Sgt. Eric Jennings told investigators police had to enforce a domestic assault charge.
“(The crisis team) simply said he was alert, he could answer questions, he didn’t want to go to the hospital, he didn’t seem to think there was any problem and that, essentially, he wasn’t going to come out and talk with police,” Jennings said. “I explained to the mental health workers at that point that we actually have a situation where we couldn’t just walk away from this.”
After the crisis team left the scene, police moved to arrest. They confronted Diaz Rodriguez in his home. He carried a bat. They fired less-lethal munitions multiple times. Briley, the officer who noted how different Diaz Rodriguez acted with crisis workers, now reported a different scene.
“Irving is very upset, screaming, yelling that he’s not coming outside, we’re not coming inside, and is smashing up the house,” he noted.
Vancouver police said Diaz Rodriguez eventually swung at their heads. As he swung, Briley shot him.
After a police shooting
Diaz Rodriguez survived. He remains at a rehabilitation clinic, paralyzed from the waist down.
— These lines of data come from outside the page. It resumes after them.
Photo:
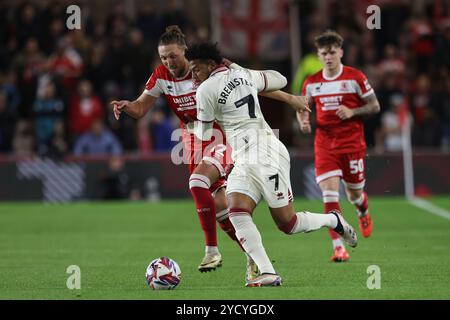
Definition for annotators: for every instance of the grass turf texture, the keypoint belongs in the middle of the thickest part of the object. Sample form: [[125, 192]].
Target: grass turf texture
[[113, 243]]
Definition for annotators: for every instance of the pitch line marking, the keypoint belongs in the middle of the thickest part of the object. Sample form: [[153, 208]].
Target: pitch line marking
[[429, 207]]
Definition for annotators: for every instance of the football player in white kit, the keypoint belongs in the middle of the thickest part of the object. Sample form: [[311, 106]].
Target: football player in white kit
[[262, 163]]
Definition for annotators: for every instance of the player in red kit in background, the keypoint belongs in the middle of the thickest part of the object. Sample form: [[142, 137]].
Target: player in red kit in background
[[208, 163], [342, 97]]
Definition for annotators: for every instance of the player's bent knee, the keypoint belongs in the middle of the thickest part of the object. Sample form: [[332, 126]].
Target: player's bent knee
[[287, 227], [199, 181]]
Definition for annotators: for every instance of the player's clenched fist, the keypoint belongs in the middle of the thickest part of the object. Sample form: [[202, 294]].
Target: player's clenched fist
[[344, 113], [305, 125], [118, 107], [300, 103]]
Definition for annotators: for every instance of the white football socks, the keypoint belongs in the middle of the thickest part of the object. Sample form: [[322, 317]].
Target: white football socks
[[251, 241], [307, 221], [211, 250]]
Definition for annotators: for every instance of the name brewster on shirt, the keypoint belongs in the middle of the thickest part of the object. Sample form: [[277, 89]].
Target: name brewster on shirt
[[233, 84]]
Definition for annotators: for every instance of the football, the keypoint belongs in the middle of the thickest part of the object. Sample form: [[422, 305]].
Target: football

In an interview, he said he’s hopeful he will someday walk again.
“It’s just scary being a paraplegic,” he said. “I’m guessing I might, maybe, sometime walk again because my legs are twitching. I heard – before I was shot – that that’s good news. "
He did not want to talk specifically about what occurred on Thanksgiving. Diaz Rodriguez denied fault. He said he does have a history of hearing voices, and that he does not like police. His family did not respond to multiple requests for comment.
Meanwhile, Abbe’s and Williams’ families said they are trying to move on with their lives. While they acknowledge how their family members struggled, both place blame squarely on Vancouver police. Dating back to 2011, every shooting by a Vancouver police officer has been deemed justified.
“I don’t believe that Bill was a threat to them,” Chris Smith said. “These police officers were not in control. They were worked up and they were ready to shoot. … Showing up with a gang of people with guns did not de-escalate the situation.”
Taylor said she never thought her son would be one to get shot by police, like those that have drawn headlines across the country.
“Then it happens to your own family,” she said. “Then you’re really asking, in shock, ‘what happened?’”
Taylor said neither she nor her daughter, who both live in the same low-income housing complex, could afford a funeral. One of Williams’ ex-girlfriends paid for him to be cremated.
Treva Smith asked officers if the city of Vancouver will help bury Abbe, she said, but they declined.
“The city doesn’t help, even though the city police killed him. There’s no offer of assistance for taking care of the remains of a person they’ve taken their lives from,” she said.
Abbe’s and Williams’ families both said they either did not have hope for a case or the money to challenge Vancouver Police Department actions in court.